Fukaha : Mereka menganggap dua khutbah sebagai syarat, padahal keduanya sama hukumnya dan tata caranya dengan salat. Karena itulah Syekh Hamdani mengatakan bahwa menganggap keduanya sebagai syarat adalah musamahah (toleransi). Bagaimanapun, waktu dua khutbah adalah saat tergelincirnya matahari, bukan sebelumnya. Keduanya harus sebelum salat. Masing-masing dari keduanya harus mengandung hamdalah, salawat atas Nabi dan keluarganya, bacaan atau surat pendek atau satu ayat lengkap yang membawa manfaat. Imam wajib berkhutbah dalam keadaan berdiri jika mampu, dan memisahkan dua khutbah dengan duduk sebentar.

Disunahkan agar menjadi imam (sekaligus khatib) orang yang bagus bahasanya dan menjaga waktu-waktu salat fardu, memakai surban, baik di musim dingin di musim panas, dan memakai jubah Yamani.

 

4.      Berjamaah 

Seluruh kaum muslim sepakat bahwa salat Jum’at dilakukan berjamaah, tidak sah dilakukan sendiri-sendiri.

5.      Satu Salat Jumat 

Imam Shadiq (as) berkata, “Jika antara dua jamaah terdapat jarak tiga mil maka keduanya boleh mengadakan salat Jum’at.”
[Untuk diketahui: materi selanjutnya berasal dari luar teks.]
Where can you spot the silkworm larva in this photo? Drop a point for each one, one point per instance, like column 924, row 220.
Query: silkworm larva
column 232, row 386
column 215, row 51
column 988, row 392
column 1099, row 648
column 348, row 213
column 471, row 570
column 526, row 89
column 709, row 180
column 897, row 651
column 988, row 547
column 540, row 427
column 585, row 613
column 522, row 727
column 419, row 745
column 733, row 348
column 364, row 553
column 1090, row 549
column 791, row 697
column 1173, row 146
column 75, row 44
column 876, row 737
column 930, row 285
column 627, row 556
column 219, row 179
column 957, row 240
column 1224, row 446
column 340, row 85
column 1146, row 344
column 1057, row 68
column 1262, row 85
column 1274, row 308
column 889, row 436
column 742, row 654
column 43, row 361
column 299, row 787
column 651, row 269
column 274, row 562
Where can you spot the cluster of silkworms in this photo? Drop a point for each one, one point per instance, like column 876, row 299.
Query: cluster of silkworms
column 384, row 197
Bersandar pada riwayat ini, para fukaha berkata bahwa jika dua Jum’at didirikan sedangkan jarak antara keduanya tidak kurang dari satu farsakh maka keduanya sama-sama sah – telah kami sebutkan bahwa 1 farsakh adalah sekitar 6 kilometer. Jika antara keduanya kurang dari satu farsakh maka keduanya batal, kecuali jika kita mengetahui bahwa salah satunya mendahului yang lain, walau dengan takbiratul ihram.

6.      Waktu  

Salat wajib dilakukan pada awal tergelincirnya matahari sampai bayangan sesuatu sama panjang dengan sesuatu itu. Sesudah waktu ini, tidak boleh melakukan salat Jum’at, dan wajiblah salat Zuhur.

 

Yang Wajib Melakukan Salat Jum’at

Imam Abu Ja’far Shadiq, “Allah mewajibkan atas manusia 35 kali salat dari Jum’at ke Jum’at, yaitu  salat  Jum’at. Allah menggugurkan salat ini dari anak kecil, orang tua (yaitu yang sudah sangat tua), orang gila, musafir, budak, perempuan, orang sakit, orang buta, dan orang yang berada di dua farsakh – yaitu yang rumahnya berjarak sekian itu dengan tempat salat Jum’at.”

Riwayat-riwayat Ahlulbait (as) yang ada dalam sumber-sumber kami tidak menyebutkan orang pincang. Tapi para fukaha yang menyebutkannya. Mereka sepakat mengamalkan riwayat di atas, dan bahwa orang sakit, pincang, sangat tua, perempuan, musafir, dan setiap orang yang tidak berkewajiban salat Jum’at, jika ia hadir dan melakukannya, maka salatnya sah dan gugurlah salat Zuhur darinya. Tapi, orang semacam ini tidak bisa melengkapi jumlah orang yang dituntut dalam salat Jum’at. Jumlah salat minimal tersebut harus terpenuhi dengan selain orang pincang, buta, perempuan, atau budak.

Salat Jum’at terlewat dengan habisnya waktu. Tapi, orang yang wajib melakukannya, tidak mengadakannya jika terlewat, berdasarkan ucapan Imam (as), “Barangsiapa tidak melakukan salat bersama imam di dalam satu jamaah, maka tidak ada salat baginya dan tidak ada kewajiban qada atasnya.”